Infections and Immunoepidemiology Branch, Division of Cancer Epidemiology and Genetics, National Cancer Institute, NIH, Rockville, MD 20852, USA.
Cancer Epidemiol Biomarkers Prev. 2010 Jun;19(6):1498-505. doi: 10.1158/1055-9965.EPI-09-1261. Epub 2010 May 25.
We evaluated the relationship of Chlamydia pneumoniae infection with prospective lung cancer risk using traditional serologic markers [microimmunoflourescence (MIF) IgG and IgA antibodies] and Chlamydia heat shock protein-60 (CHSP-60) antibodies, a marker for chronic chlamydial infection.
We conducted a nested case-control study (593 lung cancers and 671 controls) within the screening arm of the Prostate, Lung, Colorectal, and Ovarian Cancer Screening Trial (N = 77,464). Controls were matched to cases by age, sex, randomization year, follow-up time, and smoking (pack-years of smoking, time since quitting). We assessed C. pneumoniae seropositivity and endpoint antibody titers (IgG and IgA against C. pneumoniae elementary bodies and IgG against CHSP-60).
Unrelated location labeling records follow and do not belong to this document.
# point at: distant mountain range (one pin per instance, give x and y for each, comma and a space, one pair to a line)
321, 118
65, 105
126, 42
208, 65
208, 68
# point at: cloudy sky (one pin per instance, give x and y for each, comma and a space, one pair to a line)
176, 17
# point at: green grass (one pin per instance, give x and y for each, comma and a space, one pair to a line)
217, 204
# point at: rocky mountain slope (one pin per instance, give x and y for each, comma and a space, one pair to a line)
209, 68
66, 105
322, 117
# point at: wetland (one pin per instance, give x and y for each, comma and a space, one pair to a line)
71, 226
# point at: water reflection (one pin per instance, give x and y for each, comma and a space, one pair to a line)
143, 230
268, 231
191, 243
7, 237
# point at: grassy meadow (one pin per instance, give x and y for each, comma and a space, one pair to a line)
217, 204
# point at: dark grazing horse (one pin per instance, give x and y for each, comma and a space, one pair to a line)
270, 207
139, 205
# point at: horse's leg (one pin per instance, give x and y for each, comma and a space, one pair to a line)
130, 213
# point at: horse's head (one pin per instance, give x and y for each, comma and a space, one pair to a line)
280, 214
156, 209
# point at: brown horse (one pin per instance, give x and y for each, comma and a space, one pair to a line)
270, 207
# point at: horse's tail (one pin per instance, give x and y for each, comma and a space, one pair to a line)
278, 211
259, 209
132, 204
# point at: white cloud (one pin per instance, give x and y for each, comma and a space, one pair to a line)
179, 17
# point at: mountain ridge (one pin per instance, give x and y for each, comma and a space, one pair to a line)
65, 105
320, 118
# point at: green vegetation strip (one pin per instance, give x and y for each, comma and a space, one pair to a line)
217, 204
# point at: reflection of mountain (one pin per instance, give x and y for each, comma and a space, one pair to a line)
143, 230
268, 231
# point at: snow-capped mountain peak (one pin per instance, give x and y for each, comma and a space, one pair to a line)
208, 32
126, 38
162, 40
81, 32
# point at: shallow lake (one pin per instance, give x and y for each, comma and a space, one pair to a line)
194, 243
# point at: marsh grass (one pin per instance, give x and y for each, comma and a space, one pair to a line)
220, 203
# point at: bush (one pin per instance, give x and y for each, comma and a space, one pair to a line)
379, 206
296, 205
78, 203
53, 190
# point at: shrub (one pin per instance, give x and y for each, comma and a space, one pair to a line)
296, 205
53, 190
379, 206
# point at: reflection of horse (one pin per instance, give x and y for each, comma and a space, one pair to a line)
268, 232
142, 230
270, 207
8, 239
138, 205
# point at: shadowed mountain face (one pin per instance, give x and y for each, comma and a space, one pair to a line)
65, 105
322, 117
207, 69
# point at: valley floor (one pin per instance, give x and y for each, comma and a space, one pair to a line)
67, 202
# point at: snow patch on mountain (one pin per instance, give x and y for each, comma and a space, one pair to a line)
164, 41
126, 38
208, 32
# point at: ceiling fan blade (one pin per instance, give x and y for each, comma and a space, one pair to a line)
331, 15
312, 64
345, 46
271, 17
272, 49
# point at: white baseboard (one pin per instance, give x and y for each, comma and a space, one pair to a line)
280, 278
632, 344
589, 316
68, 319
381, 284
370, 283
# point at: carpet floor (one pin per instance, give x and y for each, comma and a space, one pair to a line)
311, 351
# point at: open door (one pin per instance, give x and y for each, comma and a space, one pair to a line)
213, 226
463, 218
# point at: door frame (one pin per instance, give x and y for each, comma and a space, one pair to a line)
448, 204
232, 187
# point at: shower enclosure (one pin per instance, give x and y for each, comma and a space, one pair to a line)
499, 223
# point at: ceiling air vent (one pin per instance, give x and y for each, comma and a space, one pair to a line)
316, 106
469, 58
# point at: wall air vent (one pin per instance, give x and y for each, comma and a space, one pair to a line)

C. pneumoniae seropositivity by microimmunoflourescence IgG or IgA antibodies was not associated with lung cancer [odds ratio of 0.88 and 95% confidence interval (95% CI) of 0.69-1.13 for IgG; odds ratio of 0.98 and 95% CI of 0.75-1.27 for IgA]. In contrast, individuals seropositive for CHSP-60 IgG antibodies had significantly increased lung cancer risk (odds ratio, 1.30; 95% CI, 1.02-1.67), and risk increased with increasing antibody titers (P trend = 0.006). CHSP-60-related risk did not differ significantly by lung cancer histology, follow-up time, or smoking. CHSP-60 seropositivity was associated with increased risk 2 to 5 years before lung cancer diagnosis (odds ratio, 1.77; 95% CI, 1.16-2.71; P trend = 0.006), thus arguing against reverse causality.
CHSP-60 seropositivity and elevated antibody titers were associated with significantly increased risk for subsequent lung cancer, supporting an etiologic role for C. pneumoniae infection in lung carcinogenesis.
Our results highlight the potential for lung cancer risk reduction through treatments targeted toward C. pneumoniae infections and chronic pulmonary inflammation.
我们使用传统的血清学标志物(微量免疫荧光法 IgG 和 IgA 抗体)和沙眼衣原体热休克蛋白 60(CHSP-60)抗体(慢性衣原体感染的标志物)评估肺炎衣原体感染与肺癌风险的关系。
我们在前列腺癌、肺癌、结直肠癌和卵巢癌筛查试验(N=77464)的筛查组中进行了一项巢式病例对照研究(593 例肺癌和 671 例对照)。对照组与病例按年龄、性别、随机化年份、随访时间和吸烟情况(吸烟包年数、戒烟时间)匹配。我们评估了肺炎衣原体血清阳性和终点抗体滴度(针对肺炎衣原体原体的 IgG 和 IgA 抗体以及针对 CHSP-60 的 IgG 抗体)。
肺炎衣原体微量免疫荧光 IgG 或 IgA 抗体阳性与肺癌无关[IgG 的比值比(OR)为 0.88,95%置信区间(95%CI)为 0.69-1.13;IgA 的 OR 为 0.98,95%CI 为 0.75-1.27]。相比之下,CHSP-60 IgG 抗体阳性的个体肺癌风险显著增加(OR,1.30;95%CI,1.02-1.67),且抗体滴度升高风险也增加(P 趋势=0.006)。CHSP-60 相关风险与肺癌组织学、随访时间或吸烟情况无显著差异。CHSP-60 阳性与肺癌诊断前 2-5 年风险增加相关(OR,1.77;95%CI,1.16-2.71;P 趋势=0.006),因此排除了反向因果关系。
CHSP-60 血清阳性和抗体滴度升高与随后肺癌风险显著增加相关,支持肺炎衣原体感染在肺癌发生中的病因作用。
我们的研究结果突出了通过针对肺炎衣原体感染和慢性肺部炎症的治疗来降低肺癌风险的潜力。